- Length: 24 mi (39 km)
- Location: Clinton County, Pennsylvania, US
- Use: Hiking
- Elevation change: Moderate
- Difficulty: Moderate
- Season: Year-round
- Hazards: Uneven and rocky terrain, rattlesnakes, mosquitoes, ticks, black bears

= Eagleton Mine Camp Trail =

Trail network in Pennsylvania, United States

The Eagleton Mine Camp Trail is an approximately 24 mi shared-use trail network in north-central Pennsylvania, in Sproul State Forest. The total trail distance includes several different linear trails that can be used to form one-way and loop routes of various lengths. The trail system is often used for mountain biking but is open to hiking and horseback riding as well.

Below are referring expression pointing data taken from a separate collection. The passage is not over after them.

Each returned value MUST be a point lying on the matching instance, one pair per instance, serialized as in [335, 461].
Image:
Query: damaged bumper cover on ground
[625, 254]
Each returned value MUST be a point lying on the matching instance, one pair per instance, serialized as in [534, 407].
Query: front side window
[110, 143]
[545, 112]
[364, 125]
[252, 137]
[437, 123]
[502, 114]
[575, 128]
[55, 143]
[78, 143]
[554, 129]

== History and description ==
The Eagleton Mine Camp Trail was developed in 2006 and utilizes several old road and railroad grades associated with a coal mining community that was active from approximately 1845 to 1870. The former Eagleton Coal and Iron Company built several villages for workers, and some parts of the community were funded by the royal family of Spain. The remote community was also known for alcohol bootlegging. Some ruins can be seen along the route, though most of the former structures and transportation routes have been reclaimed by the forest. The trail network is reached from Pennsylvania Route 120, about 15 miles west of Lock Haven, via the unpaved Eagleton Road.